5. Write Your Feelings in a Journal
Journaling is a great way to boost creativity, clear your mind, and record memories—and this will be quite an interesting time in history to look back on! With so many fluctuating emotions, many of us have felt overwhelmed and confused and writing it down may help you make sense of some of these feelings. Additionally, practicing gratitude by writing down just a few things each day you’re thankful for can help keep things in perspective and anxiety at bay.
6. Spend Extra Time With Your Pets
If you’re a pet owner, you are 70 percent luckier than non-pet owners right now (I made that statistic up, but it feels true—what I would give for a puppy cuddle right now!). Enjoy this extra time with your furry friend(s) and please give your dog a belly scratch for me.
7. Maintain Your Personal Hygiene
I’m pretty sure on every video call I’ve been on, someone has mentioned being embarrassed about not washing their hair. Since that person has been me at least twice, I feel like it’s OK to say it: let’s all keep washing our hair! It’s easy to neglect our hygiene when we’re not going out in public, but a quick shower goes a long way in feeling like our best selves. Some might find it’s even a fun time to experiment with your personal hygiene regime by adding baths, face masks, or an at-home mani/pedi into the mix.
8. Keep Your Living Space Clean
Just like showering, it can feel easy to let clutter accumulate—it’s not like anyone is coming to dinner! Try to enjoy the ritual of keeping your living space clean—maybe you do a 10-minute sweep at 5 PM each day or wash all your dishes before bed with a meditation app playing.
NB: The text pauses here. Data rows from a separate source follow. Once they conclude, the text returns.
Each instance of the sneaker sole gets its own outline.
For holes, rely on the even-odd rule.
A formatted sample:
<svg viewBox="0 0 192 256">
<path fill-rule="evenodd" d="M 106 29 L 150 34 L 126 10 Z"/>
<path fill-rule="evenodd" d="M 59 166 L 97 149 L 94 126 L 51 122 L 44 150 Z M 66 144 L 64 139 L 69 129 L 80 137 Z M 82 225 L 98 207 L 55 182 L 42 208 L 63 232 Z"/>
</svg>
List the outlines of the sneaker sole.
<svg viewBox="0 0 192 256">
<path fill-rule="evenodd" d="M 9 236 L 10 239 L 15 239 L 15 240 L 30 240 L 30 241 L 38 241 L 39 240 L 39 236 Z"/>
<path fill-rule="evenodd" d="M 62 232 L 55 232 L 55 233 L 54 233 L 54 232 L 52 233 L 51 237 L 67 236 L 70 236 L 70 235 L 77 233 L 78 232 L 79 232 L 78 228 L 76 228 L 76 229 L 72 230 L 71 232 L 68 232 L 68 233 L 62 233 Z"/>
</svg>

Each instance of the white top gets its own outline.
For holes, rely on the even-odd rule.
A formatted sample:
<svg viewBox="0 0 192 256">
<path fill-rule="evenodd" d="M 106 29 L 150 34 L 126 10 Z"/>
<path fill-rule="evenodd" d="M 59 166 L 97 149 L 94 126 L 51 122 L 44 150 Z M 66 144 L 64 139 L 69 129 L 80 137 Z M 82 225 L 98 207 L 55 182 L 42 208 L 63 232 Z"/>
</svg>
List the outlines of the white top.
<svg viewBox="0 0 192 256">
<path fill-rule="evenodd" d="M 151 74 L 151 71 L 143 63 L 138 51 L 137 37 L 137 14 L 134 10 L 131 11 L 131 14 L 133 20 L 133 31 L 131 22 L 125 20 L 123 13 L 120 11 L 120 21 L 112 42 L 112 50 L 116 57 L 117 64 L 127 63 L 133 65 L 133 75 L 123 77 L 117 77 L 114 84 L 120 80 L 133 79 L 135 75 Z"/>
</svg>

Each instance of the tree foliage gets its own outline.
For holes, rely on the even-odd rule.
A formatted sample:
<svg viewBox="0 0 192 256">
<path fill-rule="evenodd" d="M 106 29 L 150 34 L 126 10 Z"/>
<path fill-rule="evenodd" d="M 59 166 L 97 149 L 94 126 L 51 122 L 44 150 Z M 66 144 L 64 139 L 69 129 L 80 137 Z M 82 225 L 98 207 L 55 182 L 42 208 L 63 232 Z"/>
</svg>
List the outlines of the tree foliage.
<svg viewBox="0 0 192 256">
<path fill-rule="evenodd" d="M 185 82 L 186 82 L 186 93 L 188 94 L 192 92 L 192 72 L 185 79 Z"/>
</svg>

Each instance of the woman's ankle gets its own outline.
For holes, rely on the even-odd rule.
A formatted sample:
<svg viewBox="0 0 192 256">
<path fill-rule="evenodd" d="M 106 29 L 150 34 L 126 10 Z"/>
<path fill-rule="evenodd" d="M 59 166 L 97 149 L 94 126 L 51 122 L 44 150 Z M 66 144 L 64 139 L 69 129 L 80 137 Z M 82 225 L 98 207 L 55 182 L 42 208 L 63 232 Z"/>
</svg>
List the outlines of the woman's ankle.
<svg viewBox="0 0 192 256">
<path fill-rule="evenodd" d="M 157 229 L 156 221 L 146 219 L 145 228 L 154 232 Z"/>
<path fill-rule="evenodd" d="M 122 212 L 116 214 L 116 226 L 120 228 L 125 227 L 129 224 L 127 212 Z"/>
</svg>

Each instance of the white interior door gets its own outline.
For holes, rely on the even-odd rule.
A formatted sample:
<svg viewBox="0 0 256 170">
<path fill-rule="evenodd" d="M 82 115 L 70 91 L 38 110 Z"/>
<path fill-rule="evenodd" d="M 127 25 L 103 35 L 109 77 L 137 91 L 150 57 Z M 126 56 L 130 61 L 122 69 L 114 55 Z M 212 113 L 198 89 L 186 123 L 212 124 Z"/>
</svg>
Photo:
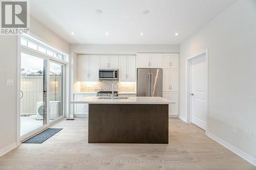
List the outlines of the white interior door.
<svg viewBox="0 0 256 170">
<path fill-rule="evenodd" d="M 205 54 L 191 60 L 191 122 L 205 130 L 206 101 Z"/>
</svg>

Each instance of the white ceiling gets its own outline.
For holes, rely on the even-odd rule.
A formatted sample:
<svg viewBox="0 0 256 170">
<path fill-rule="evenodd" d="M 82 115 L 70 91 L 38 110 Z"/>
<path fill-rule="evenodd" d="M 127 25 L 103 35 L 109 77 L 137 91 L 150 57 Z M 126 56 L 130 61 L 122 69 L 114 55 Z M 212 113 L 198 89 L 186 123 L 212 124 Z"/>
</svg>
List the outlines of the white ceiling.
<svg viewBox="0 0 256 170">
<path fill-rule="evenodd" d="M 172 44 L 180 44 L 235 1 L 30 2 L 31 15 L 71 43 Z M 102 13 L 97 14 L 97 9 Z M 145 10 L 149 10 L 148 14 L 142 13 Z"/>
</svg>

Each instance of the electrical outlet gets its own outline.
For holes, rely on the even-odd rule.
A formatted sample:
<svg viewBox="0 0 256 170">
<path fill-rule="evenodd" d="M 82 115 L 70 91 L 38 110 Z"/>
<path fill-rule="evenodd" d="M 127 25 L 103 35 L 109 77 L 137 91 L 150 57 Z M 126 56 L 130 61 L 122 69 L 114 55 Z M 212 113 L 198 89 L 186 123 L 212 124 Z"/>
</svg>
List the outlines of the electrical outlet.
<svg viewBox="0 0 256 170">
<path fill-rule="evenodd" d="M 251 139 L 251 132 L 246 131 L 245 131 L 245 137 L 248 139 Z"/>
<path fill-rule="evenodd" d="M 234 133 L 237 133 L 237 127 L 236 126 L 233 126 L 233 132 Z"/>
<path fill-rule="evenodd" d="M 12 79 L 6 79 L 6 86 L 13 86 L 13 80 L 12 80 Z"/>
</svg>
In a moment of real anxiety or frustration, try funneling your feelings into a deep clean—you’ll thank yourself when you come out the other side to a sparkling living space.
9. Bake Something
Remember when anxiety baking became a thing? It’s back, so break out the whisks and mixing bowls (or leave everything in the cupboard and just make these 3 ingredient peanut butter cookies!). Similar to deep cleaning, baking will occupy your mind and your hands and most importantly, reward your labor with a delicious treat. (And on this topic, if you haven’t already watched every season of The Great British Bake Off, might I encourage you to immediately exit this article and find your remote control?)
10. Pick Up a New Hobby
Let’s preface this by saying that your goal during this time is to take care of your mental health, practice self-care, stay away from people, and stay healthy. If that is all you do by the end of the coronavirus crisis, you will have succeeded. But, if you’re feeling like you can add something else to your plate right now, it might be a great time to pick up a new hobby. There are tons of online offerings for everything from calligraphy classes to website design courses to yoga classes for just about any mood. Hobbies also don’t have to result in anything tangible—reading, drawing, singing, and dancing are all excellent ways to spend time and feel good about yourself that won’t result in a new line on your resume—and that is more than OK.